I certainly fell into the idea of “girls’ toys” and “boys’ toys” growing up. But growing up with a little sister meant pulling my weight in the playhouse and leaving time for the Power Rangers and Polly Pocket to have a picnic after saving the world. It is only now at 21 years old that I have really tried to understand what some of our toys could represent or teach us. Looking at toy vacuums and babydolls as potentially at odds with Barbie dolls instead of all under the umbrella of “girls’ toys” is a new critical lens that I don’t think I could now ignore if I tried. For what it’s worth, my sister, who played with all of these types of toys, is now an aspiring artist that cooks and cleans for herself and does not dote on any freeloading men.
[1] https://barbie.mattel.com/en-us/about/role-models.html (also follow this link for first Barbie Role Models image)

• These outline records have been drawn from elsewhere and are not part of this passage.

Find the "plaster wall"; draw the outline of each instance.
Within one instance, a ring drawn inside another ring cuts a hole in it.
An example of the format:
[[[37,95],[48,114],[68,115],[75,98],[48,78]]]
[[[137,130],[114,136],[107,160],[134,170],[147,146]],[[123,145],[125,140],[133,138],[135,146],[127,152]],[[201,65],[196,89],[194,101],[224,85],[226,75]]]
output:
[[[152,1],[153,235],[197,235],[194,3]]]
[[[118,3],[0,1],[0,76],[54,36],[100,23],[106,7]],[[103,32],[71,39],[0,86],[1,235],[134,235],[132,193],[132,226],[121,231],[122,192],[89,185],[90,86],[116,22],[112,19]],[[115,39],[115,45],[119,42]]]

[2] M. G. Lord, Forever Barbie: The Unauthorized Biography of a Real Doll (Fredericton, N.B.: Goose Lane Editions, 2004), 9.
[3] Ibid., 9.
[4] Ibid., 10.
[5] Sweet, Elizabeth. “Toys Are More Divided by Gender Now Than They Were 50 Years Ago.” The Atlantic. December 09, 2014. Accessed March 29, 2018. https://www.theatlantic.com/business/archive/2014/12/toys-are-more-divided-by-gender-now-than-they-were-50-years-ago/383556/. (also see this source for first Sears ad, 1925)
[6] Ibid.
[7] https://barbie.mattel.com/en-us/about/about-barbie.html
[8] M. G. Lord, Forever Barbie: The Unauthorized Biography of a Real Doll (Fredericton, N.B.: Goose Lane Editions, 2004), 9.